Tester shows Circuit wired correctly but GFCI Trips under smallest load

gfci

We added an outdoor fireplace and trying to wire it up. I am repurposing an old generator connection on the outside of the house. Here is the current setup

10-3 wire from panel to the outside junction box. From the junction box it's solid 12 awg to the actual plug (non-GFCI). I removed the 30amp breaker in the panel and replaced with a 20amp GFCI. White neutral is connected to the panel neutral bus (verified not ground). The black wire from the 10-3 is connected to breaker. I pulled the 12 awg wire today through conduit that my landscaper left so I know it's good.

Inside the junction box I connected black/black, red/red, white/white, and green/green.

Outlet (non-GFCI) is wired black to bronze, white to silver, green to ground.
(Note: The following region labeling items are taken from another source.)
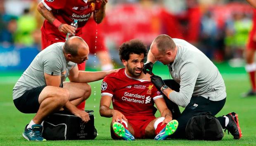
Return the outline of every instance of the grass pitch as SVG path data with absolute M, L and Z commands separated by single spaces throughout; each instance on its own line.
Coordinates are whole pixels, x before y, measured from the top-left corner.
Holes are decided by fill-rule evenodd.
M 12 102 L 12 88 L 21 73 L 0 73 L 0 145 L 256 145 L 256 97 L 242 98 L 241 93 L 249 89 L 248 78 L 243 68 L 232 68 L 227 64 L 217 64 L 226 87 L 228 97 L 222 110 L 216 116 L 231 111 L 239 114 L 243 137 L 240 140 L 232 139 L 227 132 L 220 141 L 189 141 L 168 139 L 156 141 L 152 139 L 136 139 L 135 141 L 116 141 L 111 139 L 110 133 L 111 118 L 100 117 L 99 113 L 100 99 L 101 81 L 90 83 L 92 94 L 86 101 L 86 110 L 95 111 L 95 126 L 98 135 L 94 140 L 73 140 L 29 141 L 22 136 L 25 126 L 34 114 L 20 113 Z M 164 66 L 155 65 L 153 72 L 163 79 L 168 79 L 168 68 Z M 182 110 L 183 108 L 181 108 Z M 157 113 L 156 116 L 159 116 Z

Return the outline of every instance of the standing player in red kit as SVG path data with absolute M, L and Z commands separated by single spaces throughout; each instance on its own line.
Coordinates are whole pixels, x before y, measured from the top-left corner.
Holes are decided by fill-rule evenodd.
M 99 24 L 105 16 L 108 0 L 43 0 L 37 9 L 45 19 L 42 28 L 42 49 L 55 42 L 64 42 L 68 33 L 81 36 L 82 28 L 93 14 L 94 21 Z M 76 30 L 70 24 L 78 21 Z M 85 70 L 85 63 L 78 65 L 80 71 Z M 84 109 L 85 102 L 78 108 Z
M 256 8 L 256 1 L 254 0 L 247 1 Z M 248 92 L 243 94 L 242 96 L 246 97 L 248 96 L 256 96 L 256 82 L 255 82 L 255 71 L 256 64 L 254 61 L 254 54 L 256 49 L 256 9 L 254 9 L 252 29 L 250 33 L 245 52 L 246 65 L 245 70 L 250 77 L 251 89 Z
M 93 14 L 95 21 L 99 24 L 105 16 L 107 0 L 43 0 L 38 4 L 38 10 L 45 19 L 41 28 L 42 48 L 54 43 L 65 42 L 68 33 L 81 36 L 82 28 Z M 76 19 L 78 28 L 70 24 Z M 85 64 L 78 66 L 79 70 L 85 70 Z
M 103 80 L 100 113 L 102 116 L 112 117 L 113 139 L 155 137 L 156 140 L 164 140 L 178 127 L 178 121 L 172 120 L 172 113 L 161 93 L 150 81 L 151 75 L 142 73 L 147 53 L 145 45 L 139 40 L 123 43 L 119 56 L 125 68 Z M 109 108 L 111 101 L 114 109 Z M 155 117 L 154 103 L 161 117 Z

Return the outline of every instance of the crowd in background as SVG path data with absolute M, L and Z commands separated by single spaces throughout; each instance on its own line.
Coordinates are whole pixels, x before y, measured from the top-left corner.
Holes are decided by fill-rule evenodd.
M 40 49 L 44 19 L 38 2 L 0 0 L 0 49 L 13 45 Z M 186 40 L 217 61 L 243 59 L 252 26 L 252 8 L 245 0 L 109 0 L 106 13 L 96 28 L 110 50 L 134 38 L 149 47 L 156 36 L 166 34 Z M 90 32 L 95 31 L 86 33 Z

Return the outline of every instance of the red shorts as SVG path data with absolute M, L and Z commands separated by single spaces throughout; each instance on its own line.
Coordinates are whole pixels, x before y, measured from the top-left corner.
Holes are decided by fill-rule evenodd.
M 150 122 L 156 118 L 154 115 L 147 116 L 144 116 L 144 119 L 140 118 L 139 120 L 135 120 L 134 116 L 130 117 L 131 117 L 126 116 L 126 118 L 128 120 L 129 124 L 133 127 L 133 129 L 134 130 L 134 137 L 135 139 L 145 138 L 146 127 Z
M 64 41 L 62 41 L 61 40 L 56 40 L 56 41 L 53 41 L 52 40 L 48 40 L 47 38 L 47 37 L 43 34 L 43 33 L 42 33 L 41 39 L 42 40 L 41 48 L 42 50 L 45 49 L 45 48 L 47 47 L 50 46 L 52 44 L 54 44 L 55 43 L 58 42 L 64 42 Z
M 256 42 L 254 41 L 253 39 L 254 36 L 256 35 L 255 33 L 256 33 L 256 29 L 253 28 L 249 35 L 247 49 L 256 49 Z

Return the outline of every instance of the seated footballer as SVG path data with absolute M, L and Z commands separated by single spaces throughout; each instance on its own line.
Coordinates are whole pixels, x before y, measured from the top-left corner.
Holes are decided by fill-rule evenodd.
M 163 95 L 150 81 L 151 75 L 142 73 L 147 53 L 146 46 L 140 40 L 123 43 L 119 54 L 125 68 L 103 80 L 100 113 L 112 117 L 113 139 L 164 140 L 177 128 L 178 121 L 172 120 Z M 114 109 L 109 108 L 111 101 Z M 154 103 L 161 117 L 154 116 Z

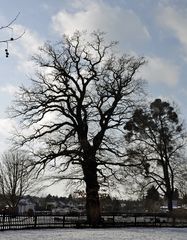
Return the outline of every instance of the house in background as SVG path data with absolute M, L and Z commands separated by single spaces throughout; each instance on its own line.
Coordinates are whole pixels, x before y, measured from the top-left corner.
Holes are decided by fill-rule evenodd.
M 29 198 L 22 198 L 18 204 L 18 213 L 34 213 L 35 212 L 36 203 L 31 201 Z

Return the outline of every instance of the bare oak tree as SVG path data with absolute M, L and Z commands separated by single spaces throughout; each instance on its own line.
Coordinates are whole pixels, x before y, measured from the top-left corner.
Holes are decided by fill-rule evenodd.
M 0 163 L 1 201 L 15 211 L 20 199 L 34 190 L 36 178 L 29 172 L 29 158 L 24 152 L 6 152 Z M 35 188 L 36 189 L 36 188 Z
M 35 165 L 53 163 L 61 179 L 85 182 L 87 218 L 96 225 L 100 183 L 125 165 L 123 126 L 142 93 L 135 75 L 145 60 L 114 54 L 116 43 L 101 32 L 84 37 L 76 32 L 40 49 L 37 78 L 20 88 L 12 114 L 22 127 L 17 144 L 38 144 Z

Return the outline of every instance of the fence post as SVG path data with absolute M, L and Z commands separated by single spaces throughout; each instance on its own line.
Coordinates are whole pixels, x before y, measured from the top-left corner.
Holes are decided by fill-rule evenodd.
M 65 227 L 65 215 L 63 216 L 63 227 Z
M 136 215 L 134 216 L 134 225 L 136 226 Z
M 37 227 L 37 215 L 34 215 L 34 228 Z
M 2 226 L 2 230 L 5 229 L 5 212 L 3 211 L 3 226 Z

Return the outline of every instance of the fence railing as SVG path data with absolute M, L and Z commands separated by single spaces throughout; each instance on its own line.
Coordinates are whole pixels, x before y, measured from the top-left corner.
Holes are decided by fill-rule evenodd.
M 90 227 L 85 215 L 0 214 L 0 230 Z M 98 227 L 187 227 L 187 218 L 168 214 L 103 214 Z

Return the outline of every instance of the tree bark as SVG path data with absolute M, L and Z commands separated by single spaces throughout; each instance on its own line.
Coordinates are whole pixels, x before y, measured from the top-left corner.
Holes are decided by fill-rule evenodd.
M 93 159 L 85 161 L 83 165 L 83 173 L 86 183 L 87 220 L 92 227 L 96 227 L 99 225 L 101 220 L 96 161 Z
M 173 211 L 173 192 L 169 190 L 167 192 L 167 201 L 168 201 L 168 210 L 169 212 Z

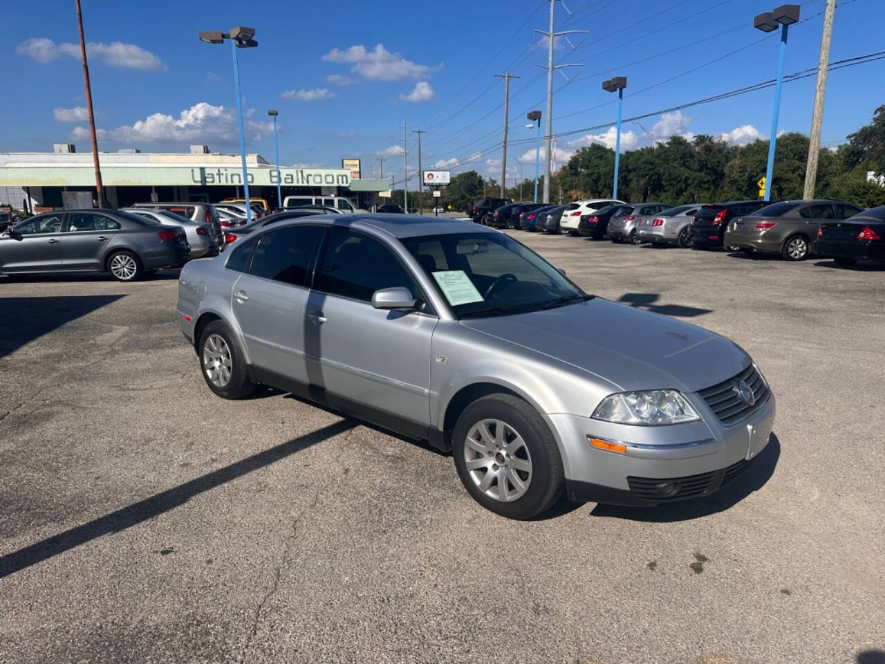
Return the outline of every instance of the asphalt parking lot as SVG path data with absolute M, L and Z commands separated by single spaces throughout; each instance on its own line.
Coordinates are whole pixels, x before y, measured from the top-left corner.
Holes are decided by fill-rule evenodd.
M 0 278 L 0 661 L 885 662 L 885 269 L 515 235 L 743 346 L 753 467 L 507 521 L 420 444 L 213 397 L 174 272 Z

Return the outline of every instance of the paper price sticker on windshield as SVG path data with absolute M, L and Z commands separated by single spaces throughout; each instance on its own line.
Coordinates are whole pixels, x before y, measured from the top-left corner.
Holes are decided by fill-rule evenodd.
M 482 302 L 482 296 L 464 270 L 446 270 L 435 272 L 434 279 L 442 290 L 442 295 L 452 306 Z

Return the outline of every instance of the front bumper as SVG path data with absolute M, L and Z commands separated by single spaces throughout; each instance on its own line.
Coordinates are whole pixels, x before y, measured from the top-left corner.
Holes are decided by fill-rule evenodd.
M 655 506 L 708 496 L 743 472 L 768 444 L 775 416 L 773 394 L 727 427 L 699 397 L 689 398 L 701 421 L 633 427 L 565 413 L 546 415 L 564 452 L 569 497 Z M 589 436 L 624 442 L 627 452 L 592 447 Z

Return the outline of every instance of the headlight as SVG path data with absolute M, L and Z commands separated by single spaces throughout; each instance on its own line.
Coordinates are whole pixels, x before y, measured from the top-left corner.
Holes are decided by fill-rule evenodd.
M 661 425 L 692 422 L 701 418 L 676 390 L 647 390 L 612 394 L 591 415 L 619 424 Z

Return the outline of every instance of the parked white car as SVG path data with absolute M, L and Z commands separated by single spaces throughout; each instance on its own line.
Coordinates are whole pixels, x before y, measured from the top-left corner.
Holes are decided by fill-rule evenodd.
M 576 235 L 578 235 L 578 224 L 581 223 L 581 215 L 590 214 L 606 205 L 623 204 L 624 201 L 612 200 L 611 198 L 587 198 L 570 203 L 562 211 L 562 216 L 559 218 L 559 232 Z

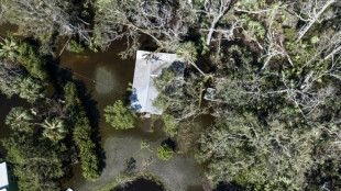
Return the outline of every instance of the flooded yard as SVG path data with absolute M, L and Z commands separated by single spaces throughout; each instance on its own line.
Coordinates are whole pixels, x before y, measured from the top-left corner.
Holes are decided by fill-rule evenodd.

No other circuit or connections are inline or connected.

Turning on the breaker everything is fine, hit the test button on the breaker and it trips like it should. Reset the breaker and walk outside and plug in my tester, 2 lights showing correct. Press the test button and circuit does not trip but plugging in even a 60 watt lamp causes this circuit to trip.

I'm not an electrician but I have done plenty of electrical work. Any help is appreciated. Literally the only break between the panel and the outlet is where the 10awg to 12awg wire connection was made.

I did test Hot/Ground @ 123v, and hot neutral at 123v. Neutral/ground tested 0.

FWIW the red hot leg on a completely separate GCFI breaker acts exactly the same way.

Best Answer

White neutral is connected to the panel neutral bus (verified not ground). The black wire from the 10-3 is connected to breaker.

Last I checked, (I don't use GFCI breakers, normally, I just put a GFCI as the first thing in line) the neutral needs to connect to the GFCI breaker neutral connection (and depending on design, you may need to connect a pigtail from the breaker to the neutral buss) otherwise the GFCI cannot possibly work.

A GFCI compares the current on the hot and neutral, and trips the GFCI function on a difference between them (5 mA nominal) - if it's not seeing the neutral return current, it will see an imbalance from the hot it does see and the neutral which it will see as 0mA if the neutral wire is not connected to it correctly.